In the United States, market pricing has shifted markedly since late February. Traders are now not fully counting on even a single Federal Reserve rate cut this year - a contrast to the expectation for two cuts that prevailed at the end of February. In Europe, money markets reacted strongly on Thursday, fully pricing in an ECB rate increase by July and assigning roughly a 70% probability to a further hike by December. By comparison, in February traders had put about a 40% chance on a rate cut in the euro area before year-end.

Those changing rate outlooks coincide with an intensification of moves in bond markets. Euro area benchmark Bund yields rose on Thursday to their highest level in almost two and a half years. In the United States, two-year Treasury yields - which are particularly sensitive to rate expectations - climbed to a six-month high.

The US dollar has been the principal refuge for investors since the conflict began, strengthening by more than 2% against six major currencies. That appreciation reflects the broader shift toward risk-off positioning as market participants seek liquidity and perceived safety.

Asian markets began the session on slightly firmer footing after the United States granted a 30-day waiver allowing countries to buy sanctioned Russian oil and petroleum products that were stranded at sea. The announcement eased oil prices and helped equities pare some losses. Treasury Secretary Scott Bessent said the move was a step to stabilize global energy markets.

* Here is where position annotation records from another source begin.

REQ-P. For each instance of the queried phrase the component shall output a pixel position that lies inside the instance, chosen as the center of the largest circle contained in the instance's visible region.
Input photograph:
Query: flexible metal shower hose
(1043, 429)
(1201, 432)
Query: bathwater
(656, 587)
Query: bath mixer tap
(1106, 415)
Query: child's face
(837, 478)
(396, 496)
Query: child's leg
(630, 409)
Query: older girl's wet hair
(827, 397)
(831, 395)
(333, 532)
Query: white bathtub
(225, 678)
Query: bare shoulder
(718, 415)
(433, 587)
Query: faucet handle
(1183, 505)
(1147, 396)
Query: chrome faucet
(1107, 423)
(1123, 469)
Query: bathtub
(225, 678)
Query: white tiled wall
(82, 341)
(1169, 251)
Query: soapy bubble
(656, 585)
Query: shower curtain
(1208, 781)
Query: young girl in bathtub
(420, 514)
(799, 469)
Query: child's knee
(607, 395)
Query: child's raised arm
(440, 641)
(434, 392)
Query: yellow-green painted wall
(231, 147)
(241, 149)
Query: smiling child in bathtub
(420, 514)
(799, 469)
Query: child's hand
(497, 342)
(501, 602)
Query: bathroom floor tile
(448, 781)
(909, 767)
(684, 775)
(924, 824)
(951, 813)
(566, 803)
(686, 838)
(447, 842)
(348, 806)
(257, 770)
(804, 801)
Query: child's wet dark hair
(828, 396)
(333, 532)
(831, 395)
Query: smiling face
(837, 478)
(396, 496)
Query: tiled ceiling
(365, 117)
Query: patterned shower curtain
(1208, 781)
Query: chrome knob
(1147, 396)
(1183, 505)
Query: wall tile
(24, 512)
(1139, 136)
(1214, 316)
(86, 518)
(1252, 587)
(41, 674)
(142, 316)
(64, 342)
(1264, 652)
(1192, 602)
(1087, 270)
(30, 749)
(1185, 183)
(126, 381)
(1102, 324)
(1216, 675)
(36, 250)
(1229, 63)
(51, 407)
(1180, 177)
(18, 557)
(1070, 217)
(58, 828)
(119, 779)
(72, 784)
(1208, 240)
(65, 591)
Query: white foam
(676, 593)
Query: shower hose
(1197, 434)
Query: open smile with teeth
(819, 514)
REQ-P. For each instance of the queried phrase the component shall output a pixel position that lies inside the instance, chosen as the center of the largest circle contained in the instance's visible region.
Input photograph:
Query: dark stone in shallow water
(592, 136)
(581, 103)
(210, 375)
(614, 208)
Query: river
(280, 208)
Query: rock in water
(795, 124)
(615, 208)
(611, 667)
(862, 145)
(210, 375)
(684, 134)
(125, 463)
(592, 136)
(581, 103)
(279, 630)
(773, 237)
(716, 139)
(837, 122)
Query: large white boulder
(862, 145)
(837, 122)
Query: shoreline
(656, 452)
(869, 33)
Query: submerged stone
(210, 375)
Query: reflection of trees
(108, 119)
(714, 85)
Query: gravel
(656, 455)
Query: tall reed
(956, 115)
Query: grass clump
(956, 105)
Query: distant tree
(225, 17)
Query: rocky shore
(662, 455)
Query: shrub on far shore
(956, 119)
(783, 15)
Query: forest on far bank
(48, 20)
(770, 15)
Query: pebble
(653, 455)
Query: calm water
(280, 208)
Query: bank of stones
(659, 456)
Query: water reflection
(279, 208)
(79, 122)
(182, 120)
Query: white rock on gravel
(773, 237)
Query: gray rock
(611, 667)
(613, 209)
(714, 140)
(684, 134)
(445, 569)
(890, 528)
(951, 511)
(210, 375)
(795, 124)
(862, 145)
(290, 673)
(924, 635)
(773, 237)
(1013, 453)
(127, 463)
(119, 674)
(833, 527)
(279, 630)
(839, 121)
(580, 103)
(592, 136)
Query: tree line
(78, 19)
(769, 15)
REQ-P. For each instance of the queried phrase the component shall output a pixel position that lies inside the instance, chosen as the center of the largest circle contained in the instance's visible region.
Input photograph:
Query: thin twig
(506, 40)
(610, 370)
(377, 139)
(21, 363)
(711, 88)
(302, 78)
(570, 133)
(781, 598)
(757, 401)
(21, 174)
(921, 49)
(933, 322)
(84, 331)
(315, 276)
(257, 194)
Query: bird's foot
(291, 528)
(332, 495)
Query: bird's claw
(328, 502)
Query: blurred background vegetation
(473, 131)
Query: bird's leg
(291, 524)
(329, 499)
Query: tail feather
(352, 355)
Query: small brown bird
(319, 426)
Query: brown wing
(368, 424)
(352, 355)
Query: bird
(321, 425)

"The move was a step to stabilize global energy markets," Treasury Secretary Scott Bessent said.

Even so, the muted market reaction to the waiver highlighted deeper worries about inflation and a generally bleak investor mood. Traders and portfolio managers remain cautious, uncertain whether any relief is transitory or sufficient to change broader market dynamics.

Looking toward the immediate calendar, US and European stock futures pointed to a slightly higher open, though analysts cautioned that sustaining any early gains will be difficult amid the prevailing uncertainty. A packed slate of central bank meetings next week will be closely watched, as policymakers will have an opportunity to lay out their assessments of inflation, growth and interest rate paths.

Key economic releases that could sway markets on Friday include UK GDP figures, France consumer price inflation data, and euro zone industrial and manufacturing reports. These data points, together with central bank commentary, are likely to shape near-term positioning across rates, currencies, oil and equity markets.


Summary: A prolonged Middle East conflict keeping oil near $100 a barrel has intensified selling in bonds and stocks, strengthened the US dollar, and caused traders to raise the probability of higher-for-longer interest rates from major central banks. Short-term market direction will hinge on upcoming central bank meetings and key economic data releases.

Risks

  • Prolonged hostilities could keep oil prices elevated near $100 per barrel, increasing inflationary pressure and squeezing profit margins for energy-importing sectors - a risk to consumer spending and corporate earnings.
  • Higher-for-longer interest rate expectations in the US and euro area raise borrowing costs and could weigh on rate-sensitive sectors such as real estate and investment-grade bonds.
  • Ongoing investor risk aversion and a fragile sentiment backdrop may amplify volatility across equities, currencies and bond markets, complicating market liquidity and portfolio management decisions.